Nature wouldn’t stop feeding a cow just because it’s milk isn’t multiplying, but that is exactly what happens following the old rule of “growth at any cost”. That’s still what’s being followed throughout the established finance, business and government community.

The natural principle for lasting profit is different. It is that as you approach diminishing returns, and growth pushes your internal or external limits, then *it’s then more profitable to invest your earnings in your environment* rather than multiplying your take from it.

An important point not to be missed is that this kind of change in the economic environment hurts business. It particularly hurts struggling “green” businesses that our transition to sustainability importantly rests on, and that are not promising to be “perpetual growth tigers” in any case.

This change in the economic environment will cause struggling businesses to fail first, perhaps wiping out much of the world’s present wave of creative start-ups.

So instead of directing resources to those businesses trying to invent our way out of the natural crisis of limits, the traditional rules of finance serve to take resources from them. The 2011 view of food and fuel resource costs, as most know, is a rerun of 2008, another run up to a “once in a century” economic crisis only three years later, as you can see in the FAO world food price data.

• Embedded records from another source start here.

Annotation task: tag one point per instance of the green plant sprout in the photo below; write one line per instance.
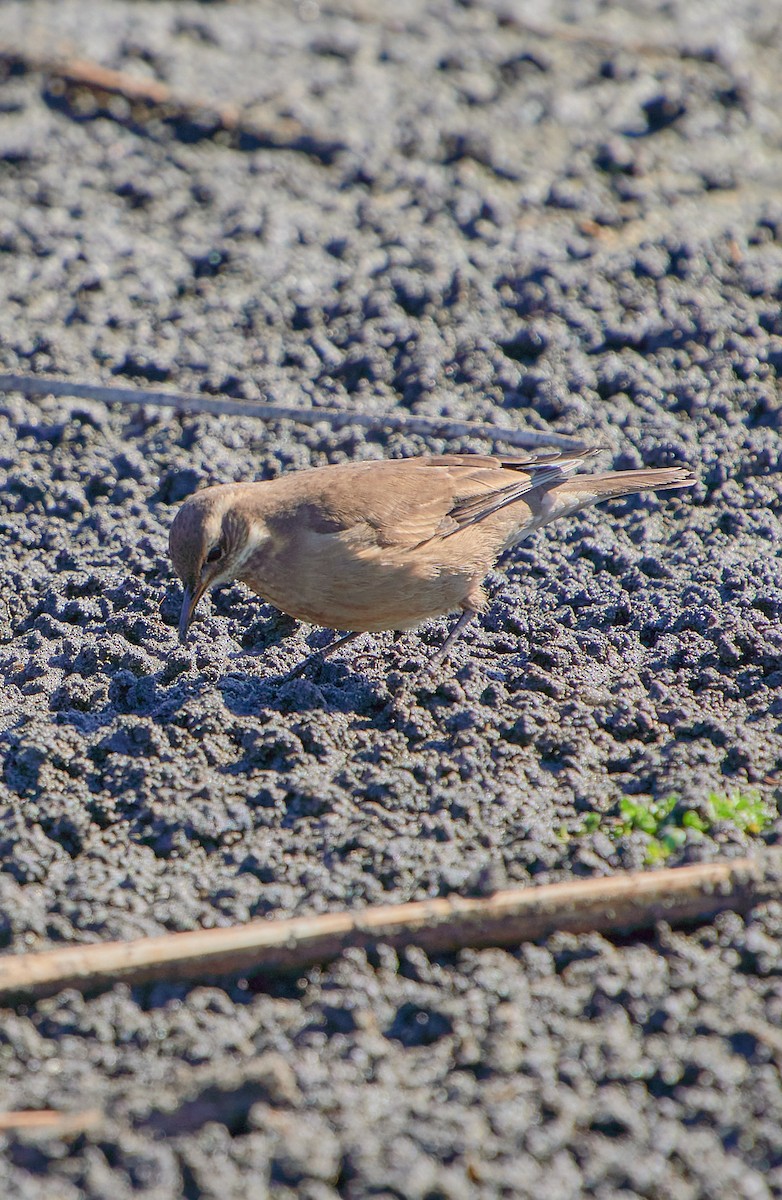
(667, 828)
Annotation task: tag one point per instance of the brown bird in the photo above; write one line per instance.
(371, 546)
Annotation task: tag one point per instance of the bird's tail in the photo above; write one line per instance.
(581, 491)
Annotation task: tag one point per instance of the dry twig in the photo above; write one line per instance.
(617, 904)
(50, 1121)
(426, 426)
(151, 99)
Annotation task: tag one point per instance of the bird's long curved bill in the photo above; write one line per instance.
(190, 603)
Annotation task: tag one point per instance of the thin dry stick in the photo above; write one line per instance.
(426, 426)
(277, 132)
(618, 904)
(49, 1121)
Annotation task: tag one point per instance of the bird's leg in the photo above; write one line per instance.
(318, 655)
(447, 645)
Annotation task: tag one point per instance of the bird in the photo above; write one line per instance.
(384, 545)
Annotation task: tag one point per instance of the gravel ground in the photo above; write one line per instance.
(565, 216)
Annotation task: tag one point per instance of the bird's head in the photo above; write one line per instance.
(210, 541)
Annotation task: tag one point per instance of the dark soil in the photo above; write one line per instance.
(571, 225)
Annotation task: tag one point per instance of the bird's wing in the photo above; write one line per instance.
(407, 502)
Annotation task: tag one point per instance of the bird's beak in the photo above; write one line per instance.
(190, 603)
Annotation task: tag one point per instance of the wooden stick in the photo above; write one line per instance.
(49, 1121)
(248, 131)
(615, 904)
(427, 426)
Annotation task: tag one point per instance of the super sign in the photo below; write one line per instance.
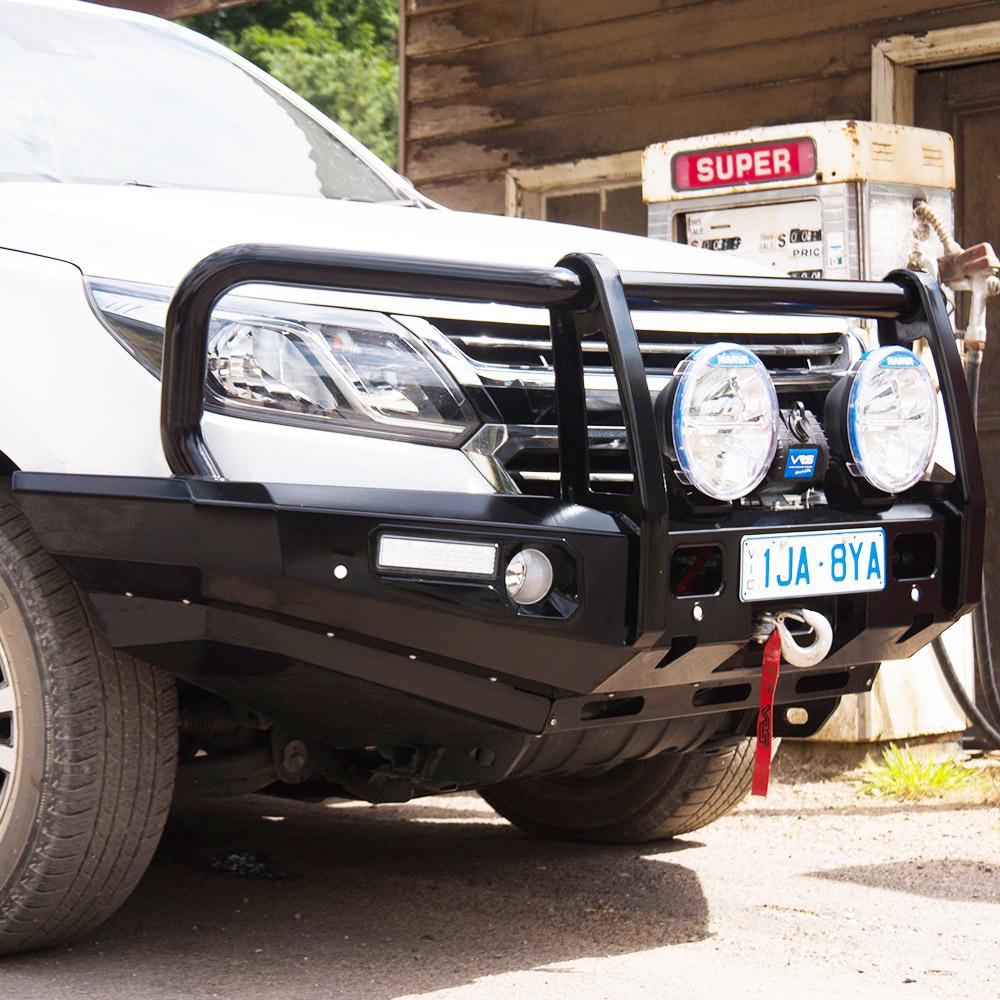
(758, 163)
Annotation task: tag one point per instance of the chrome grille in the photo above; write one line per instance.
(511, 358)
(804, 358)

It’s compounded by the lingering financial dilemma, of course, that a world owing ever more profits from resources producing less is still with us.

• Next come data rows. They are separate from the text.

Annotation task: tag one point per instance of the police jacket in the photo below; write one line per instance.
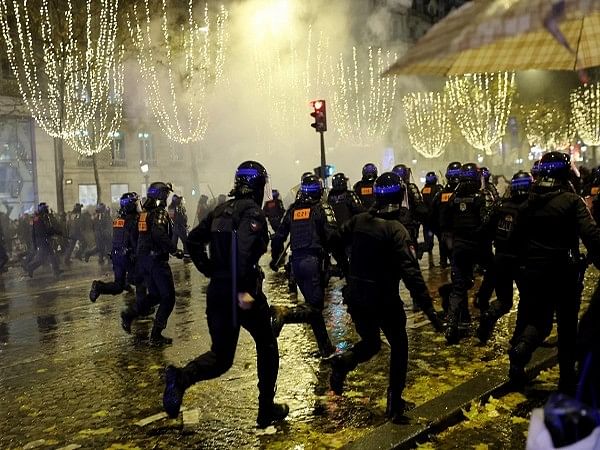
(125, 234)
(311, 226)
(468, 212)
(382, 255)
(554, 219)
(345, 204)
(364, 190)
(155, 232)
(250, 241)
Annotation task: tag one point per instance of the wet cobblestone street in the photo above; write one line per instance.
(72, 378)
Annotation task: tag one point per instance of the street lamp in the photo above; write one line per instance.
(144, 168)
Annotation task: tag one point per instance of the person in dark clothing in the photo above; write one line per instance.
(344, 202)
(274, 210)
(554, 220)
(44, 228)
(125, 237)
(428, 193)
(382, 254)
(504, 225)
(102, 225)
(312, 228)
(414, 210)
(178, 215)
(364, 187)
(468, 214)
(75, 233)
(155, 244)
(236, 234)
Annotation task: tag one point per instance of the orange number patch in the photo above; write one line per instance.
(302, 214)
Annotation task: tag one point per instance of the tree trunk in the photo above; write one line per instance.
(97, 179)
(59, 163)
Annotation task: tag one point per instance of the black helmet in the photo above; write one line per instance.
(453, 173)
(128, 202)
(555, 165)
(369, 172)
(485, 173)
(470, 173)
(520, 183)
(388, 189)
(402, 171)
(311, 188)
(430, 178)
(43, 208)
(159, 191)
(339, 182)
(250, 180)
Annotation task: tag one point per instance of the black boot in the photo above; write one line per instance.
(157, 339)
(174, 390)
(273, 412)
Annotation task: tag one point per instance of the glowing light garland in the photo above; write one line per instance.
(585, 107)
(429, 127)
(363, 100)
(62, 81)
(191, 65)
(547, 125)
(481, 104)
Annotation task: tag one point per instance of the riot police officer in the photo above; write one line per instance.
(155, 243)
(415, 210)
(468, 214)
(439, 205)
(383, 254)
(312, 228)
(428, 193)
(344, 203)
(504, 224)
(364, 187)
(124, 245)
(44, 228)
(237, 236)
(553, 222)
(274, 210)
(178, 215)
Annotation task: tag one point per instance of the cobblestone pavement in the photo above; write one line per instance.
(71, 378)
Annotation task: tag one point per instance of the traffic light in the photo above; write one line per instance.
(320, 115)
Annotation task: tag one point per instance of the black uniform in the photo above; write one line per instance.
(124, 245)
(312, 229)
(383, 254)
(238, 224)
(553, 222)
(364, 190)
(467, 215)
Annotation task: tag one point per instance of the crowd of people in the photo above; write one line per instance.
(529, 237)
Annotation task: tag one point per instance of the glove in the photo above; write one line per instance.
(178, 254)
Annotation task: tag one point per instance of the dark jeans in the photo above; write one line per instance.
(224, 335)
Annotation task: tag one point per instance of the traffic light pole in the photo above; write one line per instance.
(323, 160)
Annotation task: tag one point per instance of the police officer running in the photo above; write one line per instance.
(553, 222)
(125, 237)
(236, 234)
(364, 187)
(155, 243)
(383, 254)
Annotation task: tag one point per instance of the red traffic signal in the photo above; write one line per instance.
(320, 115)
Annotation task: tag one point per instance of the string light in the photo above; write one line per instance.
(547, 125)
(181, 111)
(64, 91)
(585, 107)
(429, 128)
(481, 104)
(363, 100)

world food prices 1990-2011Figure 2

The driving factor pushing the world economy across the elasticity limit of its food and fuel resource network is, of course, unbounded population and affluence growth, shown here as published in WorldWatch.

What you see is exponential growth in affluence which represents the economic ideal of the vast majority of the human population, now growing at close to linear rates. Those represent the global demand curves.
.world food prices 1990-2011
Figure 3 .

The other curves below show either linear or slowing increases in supply. That spells out the Malthusian dilemma, that has been so well studied by some and so completely ignored by the most successful people in business and finance… If interested the above figure and the three others below are available collected on a single page. I needed to graphically stretch the time scale on some of them to get them to all have the same one.

The scenario I see in them is that, growing population and affluence created resource demand exceeding supply, allowing prices to be set by scarcity for food and fuel resources, pushing costs up for some and out of reach for others.

It’s somewhat like Malthus’ idea, exponential growth of wealth meets slower growing supply of food and fuel. As we Discover the network of exchangeable resources is unable to expand w/o sharply rising prices.

Both Grain and Meat supply increase linearly, limited by soil and water depletion and fuels taking land and pushing up fertilizer cost.

world food prices 1990-2011
Figure 4

Exponential growth in coal use (& other fuels) to power increasing affluence of the affluent. Fertilizer use becomes expensive and levels off, as natural gas stops being used to make ammonia for fertilizers, and becomes more used for fuel.

world food prices 1990-2011
Figure 5

As fuel use takes more food resources, naturally cornered resource markets allow scarcity pricing for both

world food prices 1990-2011
Figure 6

So what’s mother nature to do with us?? Well, apparently it’s up to us, to learn how to hear her voice. I mean that both figuratively and literally.

Mother nature has a “homemaking” task like any mom who is responsible for putting all the pieces together and bringing out the family’s joy in being assembled. It seems to be define our present relationship with the earth.

We follow our own explanations and theories so faithfully, it causes our linear thinking to completely miss the signals we need to respond to for living as a member of a complex living community, as natural environments are.